See also Hannah v. Larche, 363 U.S. 420, 440, 442 (1960).
It is true, of course, that some governmental benefits may be administratively terminated without affording the recipient a pre-termination evidentiary hearing. [n10] [p264] But we agree with the District Court that, when welfare is discontinued, only a pre-termination evidentiary hearing provides the recipient with procedural due process. Cf. Sniadach v. Family Finance Corp., 395 U.S. 337 (1969). For qualified recipients, welfare provides the means to obtain essential food, clothing, housing, and medical care. [n11] Cf. Nash v. Florida Industrial Commission, 389 U.S. 235, 239 (1967). Thus, the crucial factor in this context -- a factor not present in the case of the blacklisted government contractor, the discharged government employee, the taxpayer denied a tax exemption, or virtually anyone else whose governmental entitlements are ended -- is that termination of aid pending resolution of a controversy over eligibility may deprive an eligible recipient of the very means by which to live while he waits. Since he lacks independent resources, his situation becomes immediately desperate. His need to concentrate upon finding the means for daily subsistence, in turn, adversely affects his ability to seek redress from the welfare bureaucracy. [n12]

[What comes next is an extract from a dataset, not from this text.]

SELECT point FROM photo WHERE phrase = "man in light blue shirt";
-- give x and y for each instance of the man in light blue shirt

Moreover, important governmental interests are promoted by affording recipients a pre-termination evidentiary hearing. From its founding, the Nation's basic [p265] commitment has been to foster the dignity and wellbeing of all persons within its borders. We have come to recognize that forces not within the control of the poor contribute to their poverty. [n13] This perception, against the background of our traditions, has significantly influenced the development of the contemporary public assistance system. Welfare, by meeting the basic demands of subsistence, can help bring within the reach of the poor the same opportunities that are available to others to participate meaningfully in the life of the community. At the same time, welfare guards against the societal malaise that may flow from a widespread sense of unjustified frustration and insecurity. Public assistance, then, is not mere charity, but a means to "promote the general Welfare, and secure the Blessings of Liberty to ourselves and our Posterity." The same governmental interests that counsel the provision of welfare, counsel as well its uninterrupted provision to those eligible to receive it; pre-termination evidentiary hearings are indispensable to that end.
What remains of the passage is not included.